Psikanalize göre, çocuklukta bizi bu kadar rahatsız eden varlıklar, olumsuz dürtülerin ve korkuların yansıması olarak yorumlanabilir. Büyüme süreci sırasında tanıyabileceğimiz ve yönetebileceğimiz korkular ve dürtüler. Daha sosyolojik nitelikteki diğer okumalar, bize canavarca görünen şeylerin (farklı olandan duyulan korkudan, ayrımcı stereotiplerden) nasıl inşa edildiğini ortaya koyuyor.

Canavarları üreten yalnızca mitolojik, edebi veya görsel-işitsel kurgu değildir. Ayrıca Tarih: savaşları, çatışmaları, felaketleri, çocuğun hayal gücünde çeşitli şekillerde somutlaşan tehditler yaratır.

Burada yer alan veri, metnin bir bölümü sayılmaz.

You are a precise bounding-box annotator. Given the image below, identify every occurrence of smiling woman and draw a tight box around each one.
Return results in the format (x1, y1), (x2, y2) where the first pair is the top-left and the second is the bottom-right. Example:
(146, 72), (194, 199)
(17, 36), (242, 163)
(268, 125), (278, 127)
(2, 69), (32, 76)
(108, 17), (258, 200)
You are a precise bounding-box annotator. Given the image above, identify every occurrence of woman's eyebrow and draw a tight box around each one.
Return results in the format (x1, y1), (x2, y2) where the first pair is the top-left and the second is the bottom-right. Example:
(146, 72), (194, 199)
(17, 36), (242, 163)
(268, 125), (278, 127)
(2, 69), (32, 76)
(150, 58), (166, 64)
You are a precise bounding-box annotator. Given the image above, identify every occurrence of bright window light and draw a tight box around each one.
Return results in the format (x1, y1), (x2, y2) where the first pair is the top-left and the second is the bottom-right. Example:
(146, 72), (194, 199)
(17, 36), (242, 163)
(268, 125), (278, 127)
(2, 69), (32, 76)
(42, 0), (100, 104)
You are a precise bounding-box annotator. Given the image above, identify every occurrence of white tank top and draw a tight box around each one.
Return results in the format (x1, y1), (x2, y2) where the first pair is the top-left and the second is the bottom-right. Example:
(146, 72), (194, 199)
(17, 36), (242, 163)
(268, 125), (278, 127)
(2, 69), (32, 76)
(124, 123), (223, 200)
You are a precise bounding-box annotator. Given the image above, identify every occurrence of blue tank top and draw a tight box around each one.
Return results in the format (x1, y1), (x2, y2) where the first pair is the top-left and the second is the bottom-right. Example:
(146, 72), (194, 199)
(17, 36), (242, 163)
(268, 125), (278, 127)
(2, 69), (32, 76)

Savaşlarda düşman liderleri olabilirler. Nitekim Juan Manuel de Rosas’ın yeğeni Lucio Victorio Mansilla, anılarında dadısının kendisini ve kız kardeşi Eduarda’yı uyumaya nasıl ikna etmeye çalıştığını şöyle anlatıyor: “-Uyu, uyu kızım, bak, yoksa Lavalle seni yemeye gelecek . (İngiltere’de olduğu gibi Napolyon’la itaatsiz çocukları korkuttular).”

Kendi adıma, büyükannemle annemin mutfakta alçak ve ciddi bir sesle “Madrid Kuşatmasının Açlığı” hakkında konuştuklarını hatırlıyorum. Bana göre bu, insanlara korkunç acılar çektiren, pençeleri ve toynaklarıyla canavarca bir varlığın özel adıydı. Kızım da yıllar sonra babasıyla Hiperenflasyon hakkında konuştuğumu duyduğunda benzer bir deneyim yaşadı: Çocuğunun gözünde, bir sıcak hava balonu gibi şişen ve bir noktada bomba gibi patlayacak olan çok şişman bir kadın, sonuçları yıkıcı. Geriye kalan her şey Tarihtir ve biz bunu zaten biliyoruz.